The research, conducted by Aussie, found that three in four Australian mortgage holders were unsure of the impact of RBA cash rate hikes on their household budgets, leaving them to seek clarity .
Worryingly, nearly three in 10 Australian mortgage holders (28%) did not think the cash rate would rise at all when budgeting for a home loan, although they would have to factor this into their assessments home loan.
Another four in 10 (38%) only budgeted for the impact of a cash rate of 3% or less.
“With increased cost of living pressures, there is no doubt that this is a stressful time for many Australians, particularly mortgage holders,” said Karen Sorrenti, director of Australian state brokerage.
“Our latest research shows that nearly one in five (18%) Australians with a mortgage face ‘significant mortgage stress’.
“Furthermore, four in five (81%) confirmed that rising cash rates and rising costs of living are a growing reality, creating unwanted stress for their household.”
Sorrenti said a staggering number of mortgage holders had failed to act or explore other options, such as refinancing.
7 ways to avoid mortgage stress
Stop, look and ask – always know what your current rate is and, if it’s fixed, make sure you know when it ends
If you’ve been avoiding financial literacy, now is the time – it’s the gateway to managing, or avoiding financial distress entirely.
Do some math – be ahead of what you can afford for repayments and how much would put you on the path to financial hardship
Practice a conscious financial approach, paying attention to your complete financial situation
Refinance a home loan with low or no fees
Take advantage of refinance cashback offers
Consider an offset account to reduce the amount you pay in interest on the home loan
The real estate downturn may not be as bad as we think
As the stress of higher interest rates played on homeowners’ minds, so did the housing downturn.
With house prices falling, many who bought during the height of the recent boom are worried about falling property values and negative balance sheets.
Negative equity occurs when someone has paid more for a property than it is worth.
For example, if someone buys a house for $1 million with only a 10% down payment and the value of the property then drops by 20%, then they owe more on the property than they could sell.
However, according to a new report from Domain, the housing market correction may not be as severe as some might imagine.
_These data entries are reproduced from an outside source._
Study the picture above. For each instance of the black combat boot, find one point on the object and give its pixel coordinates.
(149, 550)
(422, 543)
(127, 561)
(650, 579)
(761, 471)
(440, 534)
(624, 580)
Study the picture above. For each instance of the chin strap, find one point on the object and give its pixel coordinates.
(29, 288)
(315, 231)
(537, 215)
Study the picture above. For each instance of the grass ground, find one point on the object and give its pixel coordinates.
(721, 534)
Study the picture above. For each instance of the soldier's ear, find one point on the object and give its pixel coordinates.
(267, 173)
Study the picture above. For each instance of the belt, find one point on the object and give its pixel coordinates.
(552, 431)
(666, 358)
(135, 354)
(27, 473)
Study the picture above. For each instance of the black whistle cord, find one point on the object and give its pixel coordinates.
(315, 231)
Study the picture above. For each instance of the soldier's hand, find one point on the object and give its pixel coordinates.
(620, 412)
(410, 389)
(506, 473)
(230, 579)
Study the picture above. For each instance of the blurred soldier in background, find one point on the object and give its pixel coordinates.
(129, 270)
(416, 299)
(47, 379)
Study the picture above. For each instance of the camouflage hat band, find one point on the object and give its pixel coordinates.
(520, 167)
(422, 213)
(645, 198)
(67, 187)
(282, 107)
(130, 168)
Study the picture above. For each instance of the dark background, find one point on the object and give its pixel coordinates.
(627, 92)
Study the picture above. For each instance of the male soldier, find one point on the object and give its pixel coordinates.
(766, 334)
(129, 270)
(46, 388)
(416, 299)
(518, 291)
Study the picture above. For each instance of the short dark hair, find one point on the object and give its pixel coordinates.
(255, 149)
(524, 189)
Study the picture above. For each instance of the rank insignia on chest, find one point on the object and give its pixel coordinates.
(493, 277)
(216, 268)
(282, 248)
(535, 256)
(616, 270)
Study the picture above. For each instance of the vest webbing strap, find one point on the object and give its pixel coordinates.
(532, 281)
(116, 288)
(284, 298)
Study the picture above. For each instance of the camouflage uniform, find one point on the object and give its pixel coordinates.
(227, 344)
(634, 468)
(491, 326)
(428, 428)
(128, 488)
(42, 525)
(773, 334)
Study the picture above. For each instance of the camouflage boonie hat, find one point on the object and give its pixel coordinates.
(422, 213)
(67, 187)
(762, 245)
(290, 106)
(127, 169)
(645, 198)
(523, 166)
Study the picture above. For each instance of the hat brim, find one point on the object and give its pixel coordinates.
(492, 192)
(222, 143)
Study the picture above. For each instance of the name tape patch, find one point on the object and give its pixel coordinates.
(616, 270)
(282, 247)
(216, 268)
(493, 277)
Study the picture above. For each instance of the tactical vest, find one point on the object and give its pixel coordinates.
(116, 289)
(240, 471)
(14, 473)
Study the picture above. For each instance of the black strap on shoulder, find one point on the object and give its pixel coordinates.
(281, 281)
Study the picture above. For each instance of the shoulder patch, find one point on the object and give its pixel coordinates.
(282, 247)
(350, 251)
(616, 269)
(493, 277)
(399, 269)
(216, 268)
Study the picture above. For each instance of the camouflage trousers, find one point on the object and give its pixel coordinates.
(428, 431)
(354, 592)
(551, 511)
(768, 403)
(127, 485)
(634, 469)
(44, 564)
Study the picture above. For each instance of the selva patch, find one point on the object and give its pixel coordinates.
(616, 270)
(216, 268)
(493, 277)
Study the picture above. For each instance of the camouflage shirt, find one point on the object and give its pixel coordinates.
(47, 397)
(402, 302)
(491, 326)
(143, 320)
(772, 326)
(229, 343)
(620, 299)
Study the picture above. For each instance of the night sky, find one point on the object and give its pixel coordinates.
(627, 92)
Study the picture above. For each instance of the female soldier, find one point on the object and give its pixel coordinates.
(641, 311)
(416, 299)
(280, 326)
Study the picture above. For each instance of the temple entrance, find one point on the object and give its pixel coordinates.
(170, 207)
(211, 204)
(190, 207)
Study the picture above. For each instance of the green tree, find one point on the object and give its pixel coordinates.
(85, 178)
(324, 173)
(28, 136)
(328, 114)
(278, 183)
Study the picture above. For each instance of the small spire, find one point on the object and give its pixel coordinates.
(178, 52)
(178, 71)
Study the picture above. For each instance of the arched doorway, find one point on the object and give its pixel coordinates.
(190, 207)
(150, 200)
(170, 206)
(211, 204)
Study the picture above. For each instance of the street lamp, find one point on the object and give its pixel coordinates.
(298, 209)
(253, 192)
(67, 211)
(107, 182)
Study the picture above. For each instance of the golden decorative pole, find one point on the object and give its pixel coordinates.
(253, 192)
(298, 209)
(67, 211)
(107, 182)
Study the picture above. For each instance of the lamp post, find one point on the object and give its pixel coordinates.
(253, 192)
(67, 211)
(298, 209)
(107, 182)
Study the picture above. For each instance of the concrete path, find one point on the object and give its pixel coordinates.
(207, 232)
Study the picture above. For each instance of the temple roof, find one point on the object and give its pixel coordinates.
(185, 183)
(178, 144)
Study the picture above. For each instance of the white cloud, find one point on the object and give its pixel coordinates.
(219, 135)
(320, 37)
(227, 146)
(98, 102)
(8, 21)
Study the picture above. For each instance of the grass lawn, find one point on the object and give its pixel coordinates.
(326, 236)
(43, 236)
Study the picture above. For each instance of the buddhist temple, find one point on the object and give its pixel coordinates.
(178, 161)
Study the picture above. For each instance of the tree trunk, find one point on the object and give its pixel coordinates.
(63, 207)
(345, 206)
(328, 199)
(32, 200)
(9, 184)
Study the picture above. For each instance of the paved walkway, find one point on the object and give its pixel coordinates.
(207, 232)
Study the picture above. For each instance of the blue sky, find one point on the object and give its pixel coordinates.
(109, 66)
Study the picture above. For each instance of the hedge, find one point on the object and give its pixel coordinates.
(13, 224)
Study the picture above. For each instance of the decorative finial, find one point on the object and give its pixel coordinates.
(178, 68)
Based on analysis of four real estate cycles since the early 1990s, Domain’s head of research and economics Nicola Powell said a return to pre-pandemic prices was unlikely. .
“When property prices fall, it can understandably make many Australians uncertain about their property journey,” Powell said.
“However, it’s important to remember that real estate has historically had its ups and downs, and there are lessons that can be learned from previous price cycles.”
The Domain report challenges the view that the housing market goes through spectacular boom and bust cycles.
House prices tend to spike, then drop slightly, stagnate or go through a period of moderate growth before rising again.
During the average recovery, house prices rose 32.7% from trough to peak.
In contrast, the average downturn was a 3% drop in house prices from peak to trough.